As Dory from Finding Nemo would say, just keep swimming. When everything feels like a waste because there’s already so little ROI during a recession, turn to marketing. While it may seem like a great idea to save on marketing expenses, it actually may hurt your business in the long run.
During the beginning of the pandemic, we saw a lot of companies lose business or pull back in hopes of saving themselves from having to fully close down. Setting yourself up for success during a downturn in the economy requires catering to your customers’ needs and wants. A great way to do that is through your marketing tactics. For example, continuing to post on social platforms will keep people engaged and keep your brand relevant. Create Instagram stories with polls and questions asking what they’d like to see. Remember that during a recession, your customers are struggling as well and looking for affordable solutions.
Another important factor is holding on to your current client base. If you pull back too much on your marketing, you’ll start to become less visible to your customers and they’ll start to search out other businesses to fulfill their needs. If you continue to show off what you have to offer, you can expect to see a lot of your customer base return when the economy starts to turn around.
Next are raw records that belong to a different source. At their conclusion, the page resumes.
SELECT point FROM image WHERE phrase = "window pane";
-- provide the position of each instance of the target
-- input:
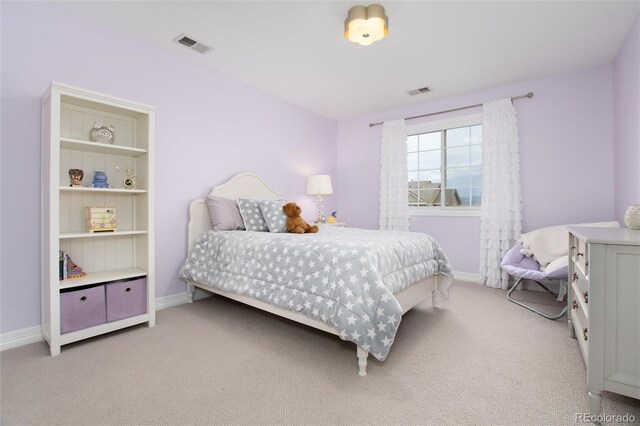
(428, 177)
(458, 137)
(458, 156)
(430, 160)
(430, 197)
(476, 196)
(476, 176)
(412, 143)
(454, 196)
(476, 134)
(476, 155)
(430, 141)
(414, 193)
(412, 161)
(458, 177)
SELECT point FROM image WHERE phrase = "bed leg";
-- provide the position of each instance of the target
(362, 361)
(190, 289)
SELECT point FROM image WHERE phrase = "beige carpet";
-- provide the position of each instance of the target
(477, 359)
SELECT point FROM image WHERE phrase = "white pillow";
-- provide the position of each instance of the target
(252, 215)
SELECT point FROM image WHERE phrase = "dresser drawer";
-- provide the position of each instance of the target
(581, 327)
(580, 256)
(580, 290)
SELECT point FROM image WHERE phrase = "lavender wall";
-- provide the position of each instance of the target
(208, 128)
(626, 123)
(566, 138)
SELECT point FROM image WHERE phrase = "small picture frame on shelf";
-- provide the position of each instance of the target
(75, 177)
(101, 219)
(102, 133)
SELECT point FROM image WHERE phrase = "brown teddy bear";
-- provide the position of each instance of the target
(295, 223)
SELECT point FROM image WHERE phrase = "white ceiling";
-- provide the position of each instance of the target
(296, 50)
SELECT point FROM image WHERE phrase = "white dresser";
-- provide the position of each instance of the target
(604, 308)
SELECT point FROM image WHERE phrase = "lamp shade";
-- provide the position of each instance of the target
(319, 185)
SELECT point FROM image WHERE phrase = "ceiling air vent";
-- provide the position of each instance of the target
(192, 44)
(425, 89)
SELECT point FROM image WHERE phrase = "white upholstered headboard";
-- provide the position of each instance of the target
(241, 185)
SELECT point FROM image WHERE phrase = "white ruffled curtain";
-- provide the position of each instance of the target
(394, 209)
(500, 211)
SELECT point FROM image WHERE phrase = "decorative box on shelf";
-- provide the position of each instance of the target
(101, 219)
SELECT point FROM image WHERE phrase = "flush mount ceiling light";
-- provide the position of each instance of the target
(365, 25)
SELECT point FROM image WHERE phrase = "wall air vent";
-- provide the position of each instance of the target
(192, 44)
(425, 89)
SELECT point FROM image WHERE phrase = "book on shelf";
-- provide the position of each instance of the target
(68, 269)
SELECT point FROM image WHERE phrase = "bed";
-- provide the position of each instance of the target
(342, 281)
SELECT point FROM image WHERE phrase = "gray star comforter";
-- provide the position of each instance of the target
(344, 277)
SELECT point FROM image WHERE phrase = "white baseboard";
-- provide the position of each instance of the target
(171, 300)
(466, 276)
(14, 339)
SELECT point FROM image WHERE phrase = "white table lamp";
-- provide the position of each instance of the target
(319, 185)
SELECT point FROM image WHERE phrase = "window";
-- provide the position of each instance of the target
(444, 161)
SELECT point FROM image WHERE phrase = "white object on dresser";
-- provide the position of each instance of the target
(68, 115)
(604, 305)
(335, 224)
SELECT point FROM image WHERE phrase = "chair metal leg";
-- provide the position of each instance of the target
(517, 283)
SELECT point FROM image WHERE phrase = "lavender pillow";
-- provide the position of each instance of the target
(224, 214)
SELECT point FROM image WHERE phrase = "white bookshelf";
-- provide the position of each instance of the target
(68, 114)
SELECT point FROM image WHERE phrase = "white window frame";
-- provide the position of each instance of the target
(438, 126)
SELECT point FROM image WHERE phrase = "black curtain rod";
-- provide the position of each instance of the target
(528, 95)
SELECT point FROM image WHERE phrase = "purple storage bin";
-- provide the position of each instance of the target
(126, 299)
(82, 309)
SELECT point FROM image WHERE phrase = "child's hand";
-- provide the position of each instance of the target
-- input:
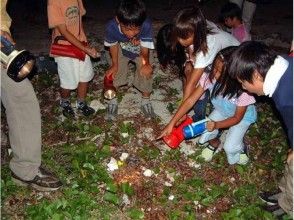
(210, 125)
(146, 70)
(7, 36)
(166, 131)
(188, 68)
(92, 52)
(111, 71)
(181, 120)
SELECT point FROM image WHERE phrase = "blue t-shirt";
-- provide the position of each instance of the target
(114, 36)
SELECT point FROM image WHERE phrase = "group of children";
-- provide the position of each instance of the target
(213, 65)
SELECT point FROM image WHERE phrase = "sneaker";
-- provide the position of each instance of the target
(208, 152)
(244, 157)
(67, 110)
(148, 111)
(270, 198)
(85, 110)
(43, 181)
(276, 210)
(111, 111)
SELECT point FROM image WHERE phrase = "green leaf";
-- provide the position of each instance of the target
(111, 197)
(135, 214)
(110, 187)
(127, 189)
(88, 165)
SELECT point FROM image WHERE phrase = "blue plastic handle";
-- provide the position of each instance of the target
(194, 129)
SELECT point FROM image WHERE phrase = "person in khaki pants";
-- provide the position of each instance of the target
(24, 121)
(129, 38)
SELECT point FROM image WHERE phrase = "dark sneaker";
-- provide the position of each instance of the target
(270, 198)
(244, 156)
(111, 111)
(43, 181)
(148, 111)
(85, 110)
(276, 210)
(67, 110)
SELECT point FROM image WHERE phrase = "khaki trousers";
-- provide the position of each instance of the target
(286, 185)
(24, 122)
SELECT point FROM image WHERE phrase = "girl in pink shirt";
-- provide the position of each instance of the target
(233, 110)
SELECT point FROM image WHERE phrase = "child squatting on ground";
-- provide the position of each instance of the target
(65, 19)
(129, 38)
(262, 72)
(231, 16)
(202, 40)
(232, 109)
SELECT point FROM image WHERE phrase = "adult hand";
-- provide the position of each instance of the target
(91, 51)
(210, 125)
(166, 131)
(112, 71)
(7, 36)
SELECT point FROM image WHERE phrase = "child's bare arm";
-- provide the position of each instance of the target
(73, 40)
(229, 122)
(192, 82)
(113, 50)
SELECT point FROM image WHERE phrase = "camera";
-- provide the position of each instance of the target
(18, 63)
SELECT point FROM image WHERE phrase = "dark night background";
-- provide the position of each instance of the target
(273, 19)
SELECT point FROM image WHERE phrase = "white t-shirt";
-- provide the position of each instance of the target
(215, 42)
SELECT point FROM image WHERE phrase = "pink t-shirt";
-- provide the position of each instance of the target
(241, 33)
(243, 100)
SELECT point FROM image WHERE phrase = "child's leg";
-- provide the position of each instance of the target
(144, 84)
(121, 78)
(85, 71)
(214, 116)
(200, 107)
(68, 81)
(234, 145)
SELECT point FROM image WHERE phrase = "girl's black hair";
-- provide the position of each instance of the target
(190, 21)
(131, 12)
(166, 55)
(225, 85)
(230, 10)
(249, 57)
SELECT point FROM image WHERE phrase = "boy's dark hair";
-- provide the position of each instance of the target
(230, 10)
(131, 12)
(189, 21)
(249, 57)
(165, 54)
(225, 85)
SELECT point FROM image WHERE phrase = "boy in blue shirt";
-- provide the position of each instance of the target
(262, 72)
(129, 38)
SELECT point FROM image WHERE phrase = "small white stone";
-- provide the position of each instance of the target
(148, 173)
(96, 105)
(124, 156)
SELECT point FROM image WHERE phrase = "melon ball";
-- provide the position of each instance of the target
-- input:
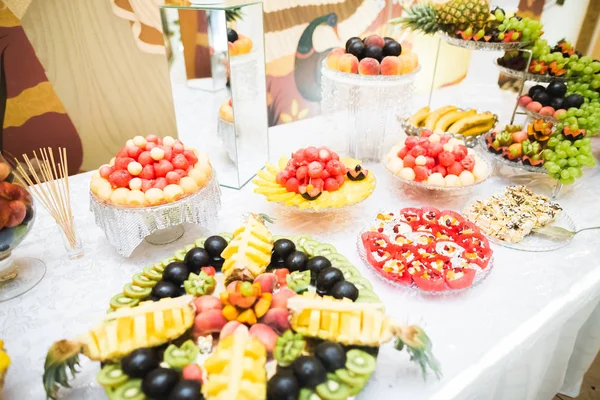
(188, 185)
(135, 184)
(436, 179)
(154, 196)
(396, 165)
(173, 192)
(168, 141)
(134, 168)
(466, 178)
(140, 141)
(119, 196)
(452, 180)
(407, 173)
(434, 138)
(136, 198)
(157, 153)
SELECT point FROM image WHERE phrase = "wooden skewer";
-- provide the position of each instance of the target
(51, 187)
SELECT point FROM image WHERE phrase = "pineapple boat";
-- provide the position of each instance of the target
(295, 319)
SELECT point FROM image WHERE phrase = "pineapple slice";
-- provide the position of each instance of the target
(149, 324)
(363, 324)
(249, 252)
(236, 370)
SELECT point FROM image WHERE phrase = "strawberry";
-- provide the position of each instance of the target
(120, 178)
(190, 156)
(180, 162)
(162, 167)
(147, 172)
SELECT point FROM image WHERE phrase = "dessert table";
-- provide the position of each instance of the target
(530, 330)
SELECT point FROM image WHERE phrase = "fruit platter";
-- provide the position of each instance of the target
(372, 56)
(471, 24)
(512, 217)
(427, 250)
(151, 186)
(465, 124)
(436, 162)
(240, 316)
(315, 180)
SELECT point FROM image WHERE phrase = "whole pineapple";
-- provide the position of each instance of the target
(449, 17)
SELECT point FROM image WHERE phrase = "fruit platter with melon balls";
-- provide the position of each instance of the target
(427, 250)
(245, 315)
(465, 124)
(372, 56)
(471, 24)
(436, 162)
(315, 179)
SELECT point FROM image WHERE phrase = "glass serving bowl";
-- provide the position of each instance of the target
(17, 216)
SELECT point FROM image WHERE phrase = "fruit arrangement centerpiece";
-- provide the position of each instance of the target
(240, 316)
(426, 249)
(465, 124)
(372, 55)
(153, 184)
(436, 161)
(471, 24)
(315, 179)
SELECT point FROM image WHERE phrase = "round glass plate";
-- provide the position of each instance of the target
(470, 141)
(514, 164)
(444, 189)
(481, 45)
(528, 76)
(480, 275)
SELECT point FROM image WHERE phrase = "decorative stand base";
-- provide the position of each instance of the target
(28, 272)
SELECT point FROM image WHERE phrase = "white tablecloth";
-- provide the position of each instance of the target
(531, 328)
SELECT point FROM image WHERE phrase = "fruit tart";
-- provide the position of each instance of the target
(426, 249)
(315, 179)
(245, 315)
(436, 161)
(150, 171)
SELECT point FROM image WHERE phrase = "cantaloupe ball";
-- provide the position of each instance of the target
(135, 184)
(168, 141)
(136, 198)
(452, 180)
(407, 173)
(134, 168)
(119, 196)
(140, 141)
(466, 178)
(154, 196)
(173, 192)
(436, 179)
(200, 176)
(396, 165)
(188, 185)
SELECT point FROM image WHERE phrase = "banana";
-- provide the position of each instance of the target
(432, 118)
(448, 119)
(469, 122)
(418, 118)
(479, 129)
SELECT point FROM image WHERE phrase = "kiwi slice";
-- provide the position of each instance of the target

Lastly, it’s a great idea, as mentioned before, to adapt your business to the customers’ needs in the current economic climate. That might mean broadening what you offer, changing how you offer your services, or where you sell your products. For example, during the pandemic, several businesses started offering more virtual solutions so people didn’t have to risk going out into crowded areas. Maybe for a trainer, that would mean offering at-home workout plans rather than having them come to the gym for a training session.
There are many things you can cut back on when the world is going through a rough financial state, but to remain relevant, maintain strong marketing and continue to let consumers know what your business has to offer.